Auto-Logout Delay (minutes): If selected, the operator will be
logged out automatically if the system is not used for the
specified time (range 1 to 120 minutes, specified by checkbox
and data entry or increments).
Note: If this value is changed, the updated value takes affect
after the next login.
Card Login Allowed: An indication of whether a card can be used
to login (specified by check box).
Card Login Required: An indication of whether a card must be
used to login (specified by check box).
Password Expired: An indication of whether the password has
expired and a new password must be specified (specified by
check box).
Account Disabled: An indication of whether the user is prevented from logging in (specified by check box).
Last Login: The date of the last login (automatically entered).
To set a password
1 From the Operator Details tab, click Set Password.
The Set Password window appears.
2 Enter the new password (at least 6 characters) and confirm
password.
3 Click OK.
Operator privileges
Operator privilege levels allow for common pre-defined
groups of software access to be assigned to individual operators.

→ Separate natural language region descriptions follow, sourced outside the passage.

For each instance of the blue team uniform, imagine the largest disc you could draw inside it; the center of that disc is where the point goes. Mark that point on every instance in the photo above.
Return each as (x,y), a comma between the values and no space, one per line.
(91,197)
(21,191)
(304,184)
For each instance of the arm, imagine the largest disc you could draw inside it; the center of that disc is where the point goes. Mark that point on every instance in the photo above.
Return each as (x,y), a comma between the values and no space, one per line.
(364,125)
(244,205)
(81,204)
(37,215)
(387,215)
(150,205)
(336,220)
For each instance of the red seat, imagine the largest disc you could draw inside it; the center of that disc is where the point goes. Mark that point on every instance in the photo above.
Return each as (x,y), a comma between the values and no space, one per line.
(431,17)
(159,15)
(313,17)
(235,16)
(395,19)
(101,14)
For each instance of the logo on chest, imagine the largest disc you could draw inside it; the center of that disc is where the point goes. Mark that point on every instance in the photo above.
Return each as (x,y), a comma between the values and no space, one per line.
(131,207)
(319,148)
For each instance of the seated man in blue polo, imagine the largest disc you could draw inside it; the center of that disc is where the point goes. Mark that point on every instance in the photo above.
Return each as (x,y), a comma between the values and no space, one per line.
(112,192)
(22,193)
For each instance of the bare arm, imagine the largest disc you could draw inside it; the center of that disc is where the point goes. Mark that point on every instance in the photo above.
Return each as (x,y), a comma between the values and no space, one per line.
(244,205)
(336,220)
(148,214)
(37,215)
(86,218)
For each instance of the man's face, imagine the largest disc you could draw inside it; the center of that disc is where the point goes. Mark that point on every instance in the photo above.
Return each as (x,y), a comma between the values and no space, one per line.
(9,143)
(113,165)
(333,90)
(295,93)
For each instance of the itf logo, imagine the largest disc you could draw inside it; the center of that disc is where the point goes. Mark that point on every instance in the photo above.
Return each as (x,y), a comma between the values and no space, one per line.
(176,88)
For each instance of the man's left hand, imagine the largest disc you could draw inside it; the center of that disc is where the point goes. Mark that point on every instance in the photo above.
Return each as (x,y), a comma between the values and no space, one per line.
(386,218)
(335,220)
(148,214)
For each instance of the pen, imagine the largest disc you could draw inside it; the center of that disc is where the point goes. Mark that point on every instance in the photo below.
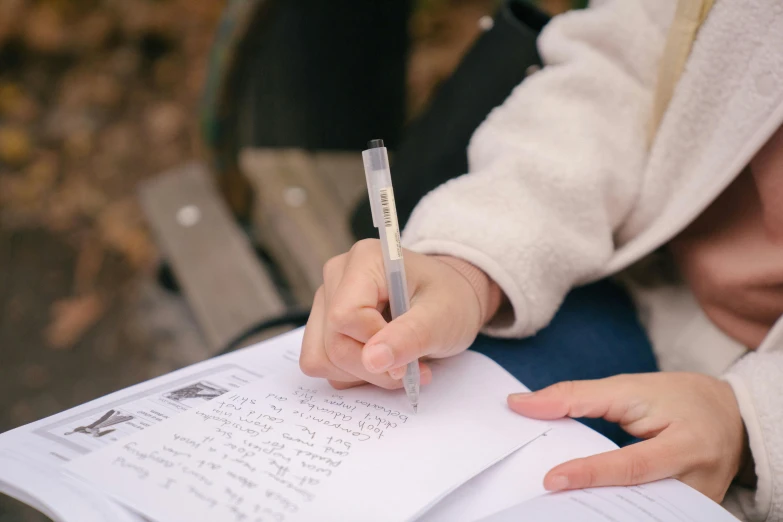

Potential operator privileges include:
No privileges: Cannot access the organizational unit.
Guest Administrator: Read access to cardholders.
Guest: Read access only. No access to Database Backup, Alarm
Viewer, Alarm Map Designer, Event to Action, Card Designer,
Event Archiving, and Audit Trail.
Monitor: Event log facilities and read only access to time profiles, holiday profiles, areas, channels, controllers and doors.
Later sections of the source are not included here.